Stadt investiert 180000 Euro in den Biff-Park

Die Stadt Düren investiert gut 180.000 Euro : Der Biff-Park an der Brüsseler Straße wird aufgehübscht

Nach jahrelangen Abstimmungsgesprächen mit der Stadtteilvertretung Düren-Südost und den Spielplatzpaten soll der sogenannte Biff-Park an der Brüsseler Straße nun endlich aufgewertet werden. Das geht aus einer Vorlage der städtischen Bauverwaltung hervor.

In einem ersten Schritt sollen auf Antrag der „Ampel“-Koalition vier Maßnahmen mit einem Volumen von gut 180.000 Euro relativ kurzfristig umgesetzt werden. Zum einen soll die vorhandene Skate-Anlage mit einem sogenannten „Curb“, einem länglichen Block mit Kanten, auf dem Tricks gemacht werden können, erweitert werden. Auch sollen die bereits vorhandenen Elemente des Skate-Parks gründlich überarbeitet werden.

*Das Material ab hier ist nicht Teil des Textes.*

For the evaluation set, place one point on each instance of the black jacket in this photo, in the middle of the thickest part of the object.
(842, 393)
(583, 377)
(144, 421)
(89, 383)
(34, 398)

Zweitens soll dem Wunsch nach weiteren Sitzgelegenheiten Rechnung getragen werden. Geplant ist die Anschaffung von fünf Liegebänken, die von der Firma Low-tec in einem Projekt mit benachteiligten Jugendlichen gebaut und aufgestellt werden sollen. Zwei Seecontainer sollen angeschafft und auf der gepflasterten Fläche platziert werden, der vorhandene Wasserspender in Betrieb genommen und der Unterstellpilz abgebaut und eventuell am Miesheimer Weg neu aufgestellt werden.

Teuerste Maßnahme

Der vierte und mit Abstand aufwändigste und teuerste Einzelmaßnahme ist die komplette Überarbeitung des Kinderspielplatzes. Die gesamte Fläche soll neu geplant, auf Wunsch der Eltern mit Sitzmöglichkeiten ausgestattet und mit neuen Spielgeräten bestückt werden. Allein dafür sind rund 130.000 Euro vorgesehen.

In Zukunft ist dann noch geplant, einen Spielplatz mit Kletterspinne und Aufenthaltsflächen zwischen den vorhandenen Containerbauten und der Löwener Straße zu errichten. Außerdem soll der Hügel an einer Stelle durchbrochen werden, um die Flächen des Parks besser mit der neuen Spielfläche zu verbinden. Das anfallende Erdmaterial aus dem Hang soll eventuell hinter der Skate-Anlage als neuer Hügel aufgeschüttet werden. Diese Maßnahmen, deren Kosten noch ermittelt werden müssen, sollen im Rahmen des Doppelhaushalts 2020/21 umgesetzt werden.